Dogs can play fetch, learn new tricks, and make people smile. They can also … tutor? Thanks to a program called Tail Waggin’ Tutors, children all over the country can improve their reading skills with the help of a furry friend. By giving children the opportunity to read to therapy dogs, Tail Waggin’ Tutors allows children to practice their reading skills and gain confidence. The program was created by Therapy Dogs International (TDI), an organization that registers and tests therapy dogs and their handlers.

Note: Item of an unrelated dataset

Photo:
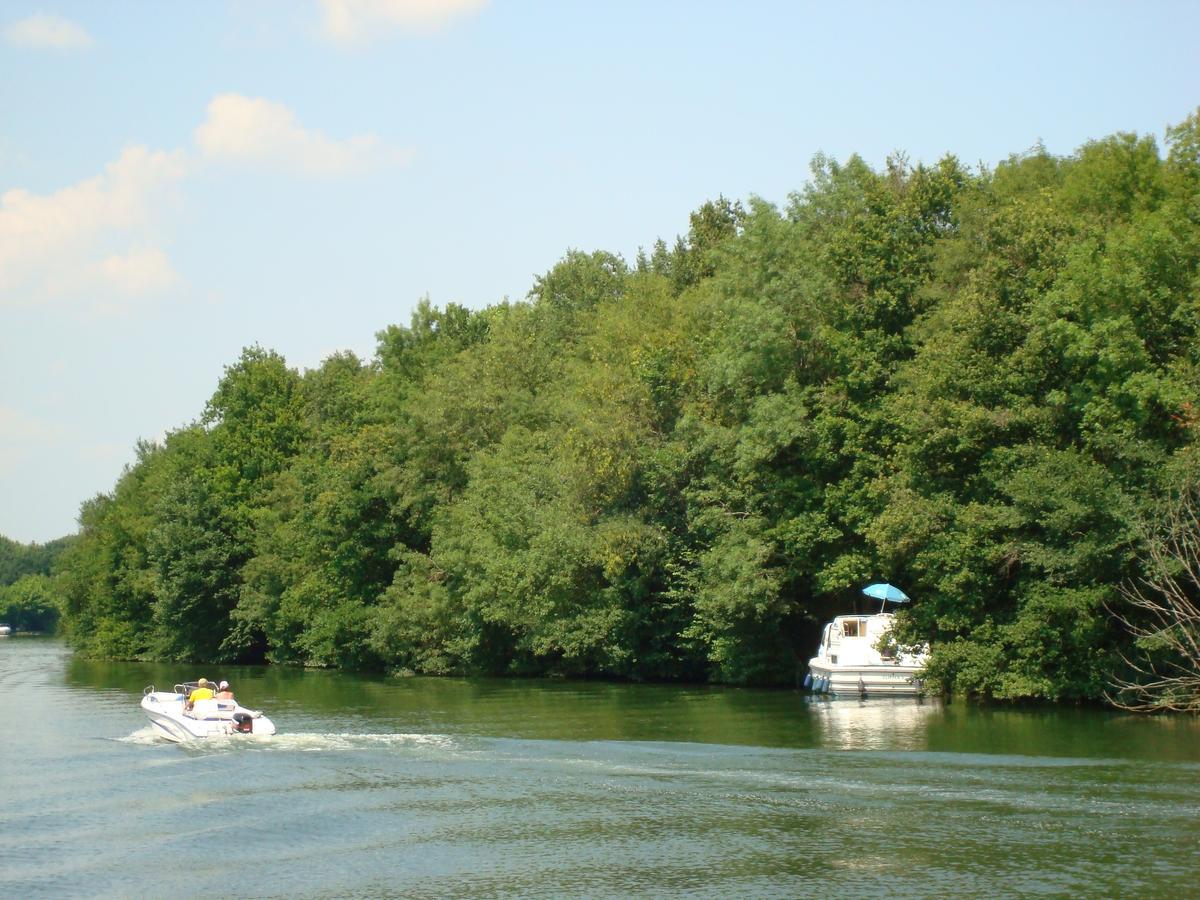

For over five years, Siouxland Libraries in South Dakota has offered the Tail Waggin’ Tutors program at all of their locations. Children in kindergarten through fifth grade can schedule a free fifteen-minute session where they can read out loud to a therapy dog.
Aldijana Bonander, a library associate at the Downtown Library in Sioux Falls, SD, has been a Tail Waggin’ Tutors coordinator for the past four years. Her dog, Rocky, a German Shepherd and Collie mix, is a therapy dog who participates in the Tail Waggin’ Tutors program. While the program runs year-round, summer is the busiest time.
“In the summertime, a lot of (children) not being in school, obviously, their reading tends to decline. So involving them to read to a dog, it boosts their reading skills,” Aldijana said.
Siouxland Libraries began the Tail Waggin’ Tutors program to combat the summer slide, a term that refers to the decline in children’s literacy skills during summer vacation. Aldijana believes that “having options such as Tail Waggin’ Tutors adds a fun program to help kids read during the summer months.” The goal of the program is to encourage children to read and to help them become confident readers.
This past summer, Siouxland Libraries has about 18 Tail Waggin’ Tutors, all of whom are members of Therapy Dogs International. In order to be certified by TDI, dogs need to pass an initial TDI behavior exam. Aldijana said the dogs have to be well-behaved around people of all ages, and they have to react positively to different elements such as wheelchairs, crutches, walkers, loud noises, and distractions. For those volunteers that are interested in becoming Tail Waggin’ Tutors, they are required to attend a separate orientation with TDI to receive further training.
The Tail Waggin’ Tutors program usually takes place in the library’s children’s area or in a conference room, and handlers can choose how often they want to volunteer. Some of the therapy dogs also volunteer at nearby school districts.
“We oftentimes see the kids that are scared of dogs,” Aldijana said. “By the time the fifteen-minute session is over, they are doing great, and they are reading right next to the dog.”
Aldijana knows that reading to a dog can benefit students in a variety of ways. In addition to boosting reading skills, Tail Waggin’ Tutors helps kids improve their self-esteem, speaking skills, and confidence.
“The kids realize that the dogs are not judging them in any shape or form and as long as they are reading to the dog and petting them the doggies are in heaven and the kiddos get to enjoy some doggie company,” Aldijana said.
Her favorite part of the program is “seeing the child reading to the dog open up and get animated while they read.” She also added that some kids are shy about reading aloud, but “reading to a dog makes the shyness go away.”
In addition to Tail Waggin’ Tutors, Siouxland Libraries also hosts a variety of other programs for children, such as sewing club, art adventures, STEM programs, and storytime.